Friday Favorites No. 4

  1. Miso butter. I know I have talked about miso multiple times before and even mentioned a recipe for miso butter grilled corn a few weeks ago (also here and here), but I have a new use for it: EVERYTHING. I made a big jar of it (1 part butter to 1 part miso) and I have been smearing it on anything and everything (mostly roasted veggies and  salmon). Last night’s creation was by far my favorite. I tossed cubed butternut squash in miso butter and roasted it at 400 degrees before topping it with sesame seeds and devouring. It had such a rich, buttery umami flavor I couldn’t stop, it’s like candy. There wasn’t enough left over to do this but pureeing that deliciousness into a soup was on my mind and something I will probably have to do soon. I also have butternut squash ravioli in the fridge and I am going to make the easiest ravioli ever by topping them with melted miso butter (from my pre-mixed jar in the fridge). You must try this stuff. I use Kerygold unsalted butter and a shiro miso which is a mild white miso and this has been my favorite combo and ratio. Whatever brands you buy make sure to use an unsalted butter as miso is already pretty salty.
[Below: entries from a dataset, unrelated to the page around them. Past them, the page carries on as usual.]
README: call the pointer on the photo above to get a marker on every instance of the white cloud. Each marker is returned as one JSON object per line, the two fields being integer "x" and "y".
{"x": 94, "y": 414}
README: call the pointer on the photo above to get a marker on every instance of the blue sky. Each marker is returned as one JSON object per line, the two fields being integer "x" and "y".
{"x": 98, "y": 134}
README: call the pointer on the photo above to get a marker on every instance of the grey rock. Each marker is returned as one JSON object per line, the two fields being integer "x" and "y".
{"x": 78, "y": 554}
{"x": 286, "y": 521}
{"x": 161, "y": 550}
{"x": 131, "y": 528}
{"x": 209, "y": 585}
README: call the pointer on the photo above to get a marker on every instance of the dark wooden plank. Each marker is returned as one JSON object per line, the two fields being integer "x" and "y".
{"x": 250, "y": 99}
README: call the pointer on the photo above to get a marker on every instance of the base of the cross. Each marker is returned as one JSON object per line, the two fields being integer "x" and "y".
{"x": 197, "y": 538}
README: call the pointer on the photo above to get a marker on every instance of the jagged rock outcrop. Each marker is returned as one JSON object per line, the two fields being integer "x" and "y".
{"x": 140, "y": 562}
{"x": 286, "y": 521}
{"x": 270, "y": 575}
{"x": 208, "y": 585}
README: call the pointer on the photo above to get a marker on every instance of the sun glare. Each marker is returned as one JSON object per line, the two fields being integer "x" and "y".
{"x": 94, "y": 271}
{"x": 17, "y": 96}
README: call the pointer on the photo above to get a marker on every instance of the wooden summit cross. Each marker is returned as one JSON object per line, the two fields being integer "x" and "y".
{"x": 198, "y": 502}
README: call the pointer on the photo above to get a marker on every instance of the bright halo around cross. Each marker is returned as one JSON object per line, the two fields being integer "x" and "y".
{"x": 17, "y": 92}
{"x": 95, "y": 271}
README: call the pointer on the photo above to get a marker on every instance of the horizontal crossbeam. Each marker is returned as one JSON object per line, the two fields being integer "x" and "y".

  2. Powdered peanut butter. I know I am probably a little late in discovering this, but I just couldn’t get myself to jump on the P2B bandwagon. For starters I generally chose other nut butter over peanut for a multitude of reasons (my favorite is cashew butter), and I generally use the butters in smoothies and I recently discovered that with a vitamix it’s actually better to just use a whole nut instead of a butter because then you can use the nuts for other things like salads, trail mix, and snacks and not have to get nuts AND nut butter. I found another brand of powdered peanut butter and on a whim decided to give it a try. I sprinkled a teaspoon over vanilla ice cream and gave it a dirzzle of pure maple syrup, a dash of cinnamon, and bit of cocoa powder and stirred it all up. Oh my was it yummy and probably my new favorite fall dessert. The brand I bought was Santa Cruz Organic Peanut Powder (affiliate link)- I chose this brand because it has only two ingredients listed: organic peanut powder and organic milled chia seeds. So while powdered peanut butter isn’t any better for you than regular peanut butter, I definitely like this for the flavor and the ability to add it to things you normally wouldn’t add it to easily, like ice cream.
  3. I am normally not about flavored lattes or coffee drinks; I like my coffee with sweet cream and thats it, maybe a sprinkling of cinnamon, or a dash of (real) vanilla, a drizzle of caramel here or there but definitely not about sugary flavored syrups. We even use Natural Bliss coffee creamer that has only 4 ingredients- milk, cream, sugar, and flavor, depending on which flavor you chose- and none of the nastly chemicles and preservatives and thickeners in many other creamers. (I just looked up ingredients for International Delight Fat Free Sugar Free Vanilla- EW!! It has no cream? Corn syrup is the main ingredient besides water. And cellulose gell and cellulose gum? no thank you. Anyways, my point is, have you tried Starbucks Toasted Graham latte yet? I have been hearing a lot about how people don’t like it, that it’s missing something, but I couldn’t disagree more! For the person who likes the flavor of coffee over the flavor of syrup this is wonderful. It’s like my morning coffee- medium roast drip brewed coffee with Natural Bliss Sweet Cream creamer- got a hit of cinnamon and some foam . It’s probably one of my favorites (as an occasional treat because I know it has some of those ingredients I avoid in my daily coffee  along with a lot of extra calories), what do you think?